Tezcan, 2008'de 10 bin 525 kişi ve 15-49 yaş arası 7 bin 405 evli kadınla görüşüldüğünü vurgulayarak, amaçlarının kadınların doğurganlık düzeyi ve doğurganlıktaki değişimler, bebek ve çocuk ölümlülüğü, aile planlaması, anne ve çocuk sağlığı ile beslenme konularında güncel ve güvenilir bilgi üretmek olduğunu ifade etti.
Tezcan, Sezaryen ile doğumun tüm dünya ülkelerinde kabul görmemesine rağmen ülkemizde her yıl biraz daha artış gösterdiğini anlatarak, Dünya Sağlık Örgütü tarafından yüzde 12 ile 15 oranında kabul edilen sezaryen ile doğumun, Türkiye'de şu anda yüzde 37 olduğunu ifade etti.

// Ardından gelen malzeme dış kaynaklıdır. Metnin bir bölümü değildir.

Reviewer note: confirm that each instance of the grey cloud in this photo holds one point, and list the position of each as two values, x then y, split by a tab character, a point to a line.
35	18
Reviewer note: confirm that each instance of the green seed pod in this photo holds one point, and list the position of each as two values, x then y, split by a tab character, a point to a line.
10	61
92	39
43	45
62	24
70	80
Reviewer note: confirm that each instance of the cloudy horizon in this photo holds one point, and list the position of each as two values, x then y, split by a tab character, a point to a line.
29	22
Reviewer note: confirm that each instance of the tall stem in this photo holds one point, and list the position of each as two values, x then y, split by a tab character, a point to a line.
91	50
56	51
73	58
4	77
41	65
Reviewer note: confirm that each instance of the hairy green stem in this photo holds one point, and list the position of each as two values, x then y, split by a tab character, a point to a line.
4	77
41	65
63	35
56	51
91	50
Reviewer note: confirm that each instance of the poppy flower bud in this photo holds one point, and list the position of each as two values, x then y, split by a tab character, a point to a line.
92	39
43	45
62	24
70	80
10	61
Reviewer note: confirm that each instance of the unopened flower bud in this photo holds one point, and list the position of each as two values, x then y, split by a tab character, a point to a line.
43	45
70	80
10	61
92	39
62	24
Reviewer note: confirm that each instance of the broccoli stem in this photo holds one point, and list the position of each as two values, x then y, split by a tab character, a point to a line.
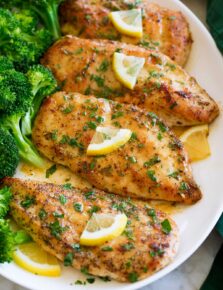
26	152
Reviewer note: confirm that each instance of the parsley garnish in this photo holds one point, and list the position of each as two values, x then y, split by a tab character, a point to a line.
166	226
51	170
28	201
68	259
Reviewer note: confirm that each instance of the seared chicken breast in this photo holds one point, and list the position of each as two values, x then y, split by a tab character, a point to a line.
85	66
145	246
152	165
163	29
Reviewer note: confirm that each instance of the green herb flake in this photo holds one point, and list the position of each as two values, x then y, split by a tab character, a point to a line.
93	209
132	159
133	277
107	249
68	259
166	226
58	215
54	135
76	247
151	175
174	175
117	115
84	270
51	170
67	186
90	280
56	229
68	109
128	246
89	195
78	207
154	160
103	66
42	214
28	201
183	186
62	199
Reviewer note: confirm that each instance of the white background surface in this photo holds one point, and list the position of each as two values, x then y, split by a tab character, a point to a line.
191	274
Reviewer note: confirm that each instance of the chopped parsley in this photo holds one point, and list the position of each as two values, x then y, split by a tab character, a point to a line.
78	207
62	199
103	66
93	209
133	277
154	160
151	175
56	229
58	215
51	170
166	226
107	249
28	201
128	246
67	186
68	259
42	214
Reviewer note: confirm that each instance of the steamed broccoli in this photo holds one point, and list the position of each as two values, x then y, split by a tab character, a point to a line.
9	154
21	40
8	238
46	9
17	87
43	84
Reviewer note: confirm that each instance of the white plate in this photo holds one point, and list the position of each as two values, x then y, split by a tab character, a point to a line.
195	222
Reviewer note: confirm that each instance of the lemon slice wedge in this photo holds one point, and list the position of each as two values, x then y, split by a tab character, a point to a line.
107	139
127	68
34	259
102	228
196	142
128	22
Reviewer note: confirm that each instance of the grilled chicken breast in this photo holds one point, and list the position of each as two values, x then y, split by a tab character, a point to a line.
152	165
144	247
85	66
163	29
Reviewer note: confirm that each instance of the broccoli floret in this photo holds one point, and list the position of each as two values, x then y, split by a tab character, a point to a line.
5	64
10	117
15	91
8	238
48	11
9	154
5	198
20	40
43	84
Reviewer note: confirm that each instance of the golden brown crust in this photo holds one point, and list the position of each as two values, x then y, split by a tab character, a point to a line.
149	248
162	87
155	148
163	29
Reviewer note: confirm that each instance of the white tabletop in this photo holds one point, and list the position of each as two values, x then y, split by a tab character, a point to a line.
191	274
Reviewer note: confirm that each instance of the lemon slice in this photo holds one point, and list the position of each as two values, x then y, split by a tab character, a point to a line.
102	228
34	259
127	68
107	139
196	142
128	22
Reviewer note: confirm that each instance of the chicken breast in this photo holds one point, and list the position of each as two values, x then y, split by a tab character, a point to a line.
163	29
146	245
152	165
85	66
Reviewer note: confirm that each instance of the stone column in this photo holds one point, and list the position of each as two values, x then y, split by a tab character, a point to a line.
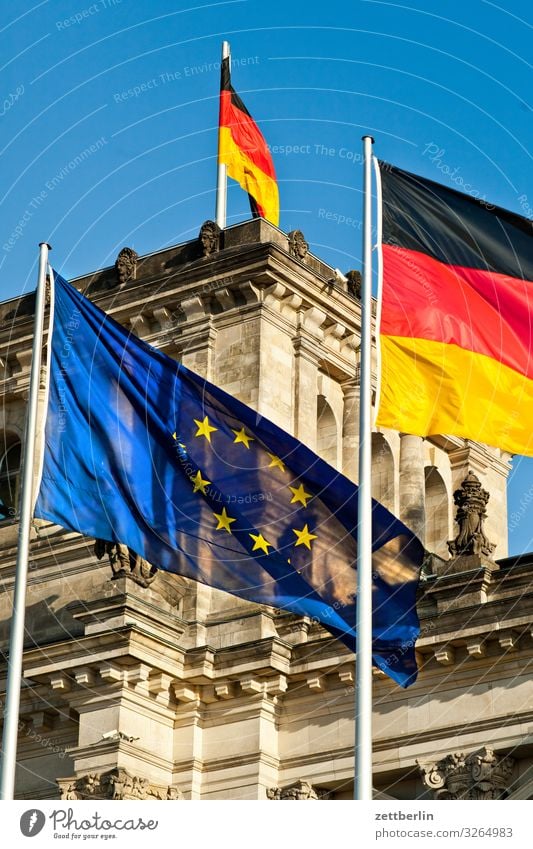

Tezcan, sezaryen ile doğumun doktorlar tarafından tavsiye edilmediği halde kadınların isteğine bağlı olarak gerçekleştiğini bildirerek, şunları kaydetti:
''Sezaryen ile doğum oranı, özellikle kentlerde yaşayan öğrenim durumu yüksek kadınlar ile refah düzeyi daha fazla olan ailelerde çok yüksek. Sezaryen ile doğum hızı eğitim ve refah düzeyiyle birlikte artmaktadır. En yüksek eğitim ve refah düzeyinde yüzde 60 veya üzeri olan sezaryen oranı, en düşük eğitim ve refah düzeyinde sezaryenle gerçekleşen doğumların üç katından daha fazladır. Bu çok fazla arzu etmediğimiz bir yöntem. Fakat annelerin doğumdan çekinmesi, bir takım korkularının olması sezaryen ile doğumu tetikliyor.Bunun önüne geçilmesi için bakanlık düzeyinde bir çalışma yapılması gerekiyor'' dedi.